Due to the high mobility, in particular of aquatic alien species, timely communication and information about (new) detections, spreading and measures is crucial and has to be disseminated as soon as possible. Therefore, the ad-hoc WG-AS was transformed into a permanent trilateral coordination group by the Wadden Sea Board in 2018, to finalise the MAPAS and to coordinate efforts towards a harmonized trilateral and ongoing specific monitoring program for alien species.

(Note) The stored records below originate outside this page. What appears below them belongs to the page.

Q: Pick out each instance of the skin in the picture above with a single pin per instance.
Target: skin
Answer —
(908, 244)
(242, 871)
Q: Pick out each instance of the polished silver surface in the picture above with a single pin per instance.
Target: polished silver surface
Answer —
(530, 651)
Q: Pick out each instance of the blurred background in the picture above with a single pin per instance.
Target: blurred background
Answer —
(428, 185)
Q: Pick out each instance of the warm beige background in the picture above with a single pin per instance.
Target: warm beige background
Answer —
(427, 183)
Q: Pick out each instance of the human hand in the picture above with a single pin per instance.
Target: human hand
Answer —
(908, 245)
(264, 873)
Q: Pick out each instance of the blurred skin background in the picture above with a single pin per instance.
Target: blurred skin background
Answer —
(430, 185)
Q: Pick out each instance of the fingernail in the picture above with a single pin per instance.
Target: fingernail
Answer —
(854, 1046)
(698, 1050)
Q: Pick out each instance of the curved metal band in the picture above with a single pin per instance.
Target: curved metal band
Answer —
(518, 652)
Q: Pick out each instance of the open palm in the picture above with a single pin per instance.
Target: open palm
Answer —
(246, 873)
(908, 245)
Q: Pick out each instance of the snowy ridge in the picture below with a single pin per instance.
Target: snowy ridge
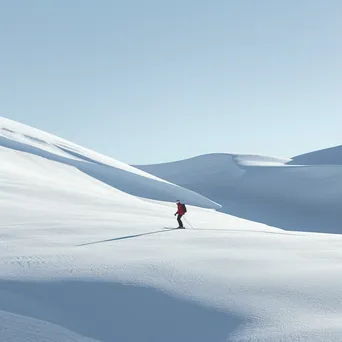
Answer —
(269, 190)
(114, 173)
(82, 260)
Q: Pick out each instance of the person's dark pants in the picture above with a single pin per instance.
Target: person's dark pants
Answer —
(180, 221)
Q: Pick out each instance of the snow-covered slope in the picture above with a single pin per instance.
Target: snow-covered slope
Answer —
(264, 189)
(81, 260)
(114, 173)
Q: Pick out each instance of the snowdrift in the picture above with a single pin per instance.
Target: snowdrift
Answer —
(109, 171)
(82, 260)
(269, 190)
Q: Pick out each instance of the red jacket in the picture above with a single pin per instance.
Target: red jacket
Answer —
(180, 210)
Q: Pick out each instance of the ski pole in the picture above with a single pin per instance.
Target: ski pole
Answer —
(188, 223)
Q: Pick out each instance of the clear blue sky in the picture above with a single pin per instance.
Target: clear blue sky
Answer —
(158, 80)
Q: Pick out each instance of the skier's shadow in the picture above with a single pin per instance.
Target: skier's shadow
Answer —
(126, 237)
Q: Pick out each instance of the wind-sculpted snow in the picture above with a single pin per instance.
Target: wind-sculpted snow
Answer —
(264, 189)
(328, 156)
(84, 261)
(106, 170)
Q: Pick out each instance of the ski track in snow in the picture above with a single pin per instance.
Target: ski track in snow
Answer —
(82, 261)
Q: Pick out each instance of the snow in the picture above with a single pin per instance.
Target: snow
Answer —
(83, 260)
(273, 191)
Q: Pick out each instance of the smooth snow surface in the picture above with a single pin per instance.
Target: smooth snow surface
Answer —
(268, 190)
(83, 260)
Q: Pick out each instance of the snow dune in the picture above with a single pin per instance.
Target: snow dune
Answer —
(83, 260)
(107, 170)
(269, 190)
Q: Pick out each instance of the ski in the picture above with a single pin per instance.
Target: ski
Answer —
(173, 228)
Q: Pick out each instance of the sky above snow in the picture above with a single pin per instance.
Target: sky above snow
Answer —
(153, 81)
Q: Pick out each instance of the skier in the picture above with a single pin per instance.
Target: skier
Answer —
(181, 210)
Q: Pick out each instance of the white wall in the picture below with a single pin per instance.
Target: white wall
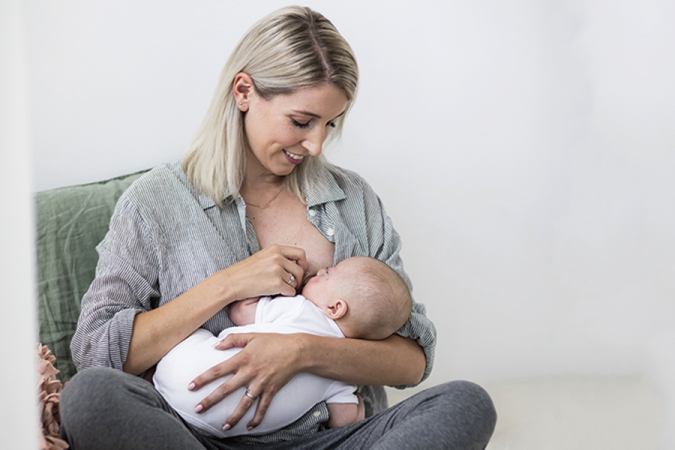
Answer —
(18, 330)
(524, 150)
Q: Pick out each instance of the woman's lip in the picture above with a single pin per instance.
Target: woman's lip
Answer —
(292, 160)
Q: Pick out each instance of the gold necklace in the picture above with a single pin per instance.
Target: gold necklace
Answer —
(268, 203)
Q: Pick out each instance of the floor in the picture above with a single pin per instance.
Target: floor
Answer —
(579, 413)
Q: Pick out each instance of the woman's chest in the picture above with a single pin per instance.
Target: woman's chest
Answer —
(287, 224)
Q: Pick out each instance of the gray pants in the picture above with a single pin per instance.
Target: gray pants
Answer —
(103, 408)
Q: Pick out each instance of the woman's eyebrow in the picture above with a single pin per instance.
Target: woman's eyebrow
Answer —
(311, 114)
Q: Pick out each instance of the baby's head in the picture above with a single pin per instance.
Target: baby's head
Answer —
(365, 297)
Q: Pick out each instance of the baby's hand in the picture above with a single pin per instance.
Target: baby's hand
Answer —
(242, 312)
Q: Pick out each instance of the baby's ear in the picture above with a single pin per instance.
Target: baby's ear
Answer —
(337, 310)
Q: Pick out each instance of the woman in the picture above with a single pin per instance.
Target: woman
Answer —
(253, 210)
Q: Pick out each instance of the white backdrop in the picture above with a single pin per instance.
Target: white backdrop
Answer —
(524, 150)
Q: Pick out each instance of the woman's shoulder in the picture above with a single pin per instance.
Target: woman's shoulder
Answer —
(162, 193)
(166, 183)
(349, 182)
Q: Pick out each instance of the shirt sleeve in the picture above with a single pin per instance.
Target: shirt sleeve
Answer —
(125, 285)
(386, 246)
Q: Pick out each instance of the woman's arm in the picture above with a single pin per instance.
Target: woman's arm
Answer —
(269, 361)
(157, 331)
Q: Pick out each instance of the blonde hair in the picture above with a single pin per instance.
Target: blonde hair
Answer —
(379, 300)
(290, 49)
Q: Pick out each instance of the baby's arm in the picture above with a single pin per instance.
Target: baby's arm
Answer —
(342, 414)
(243, 311)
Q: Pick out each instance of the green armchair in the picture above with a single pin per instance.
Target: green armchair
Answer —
(71, 221)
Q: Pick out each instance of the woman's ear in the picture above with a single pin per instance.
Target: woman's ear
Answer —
(337, 310)
(242, 88)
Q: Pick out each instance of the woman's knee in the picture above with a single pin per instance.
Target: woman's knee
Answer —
(97, 391)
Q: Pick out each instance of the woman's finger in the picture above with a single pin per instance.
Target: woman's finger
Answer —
(222, 391)
(244, 405)
(263, 404)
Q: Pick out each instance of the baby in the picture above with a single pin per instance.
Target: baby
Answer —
(360, 298)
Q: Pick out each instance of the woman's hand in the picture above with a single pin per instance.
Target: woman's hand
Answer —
(265, 365)
(275, 270)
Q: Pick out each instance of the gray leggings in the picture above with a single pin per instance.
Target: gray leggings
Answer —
(103, 408)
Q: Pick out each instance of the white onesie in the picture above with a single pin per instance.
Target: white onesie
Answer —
(196, 354)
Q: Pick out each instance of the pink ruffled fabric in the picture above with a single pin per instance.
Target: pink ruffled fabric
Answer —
(49, 391)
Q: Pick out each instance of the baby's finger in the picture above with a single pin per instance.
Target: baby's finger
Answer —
(239, 340)
(244, 405)
(263, 404)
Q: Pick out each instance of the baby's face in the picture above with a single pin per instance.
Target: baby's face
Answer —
(327, 284)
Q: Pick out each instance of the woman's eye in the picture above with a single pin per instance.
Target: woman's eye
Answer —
(298, 124)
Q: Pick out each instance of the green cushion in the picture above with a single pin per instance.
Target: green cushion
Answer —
(71, 221)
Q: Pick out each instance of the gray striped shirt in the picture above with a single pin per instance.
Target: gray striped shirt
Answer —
(165, 238)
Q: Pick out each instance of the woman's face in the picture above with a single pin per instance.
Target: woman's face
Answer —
(286, 129)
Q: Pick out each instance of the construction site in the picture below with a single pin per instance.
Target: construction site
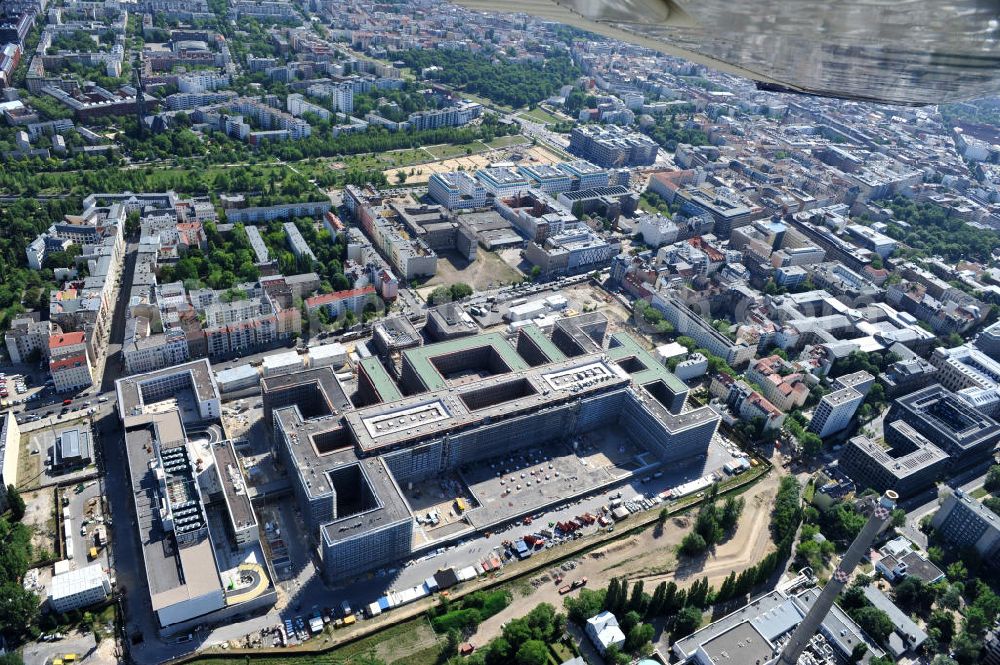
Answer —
(443, 441)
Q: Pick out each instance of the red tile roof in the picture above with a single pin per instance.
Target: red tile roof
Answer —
(63, 363)
(328, 298)
(65, 339)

Future activities of the trilateral coordination group for alien species include the development of a harmonised monitoring programme for alien species in the Wadden Sea and a regularly updated list of alien species in the Wadden Sea, based on national data. In addition, a focal point will be installed to share examples of the effectiveness of prevention, control and eradication measures undertaken by any of the states in the Wadden Sea.
|Alien species, invasive alien species|
Alien species are species, subspecies or genetically distinct populations that were introduced outside their natural past or present distribution.
Some alien species adapt to their new surroundings and become invasive by threatening or adversely impacting native biodiversity related ecosystems and ecosystems services, industries and human health.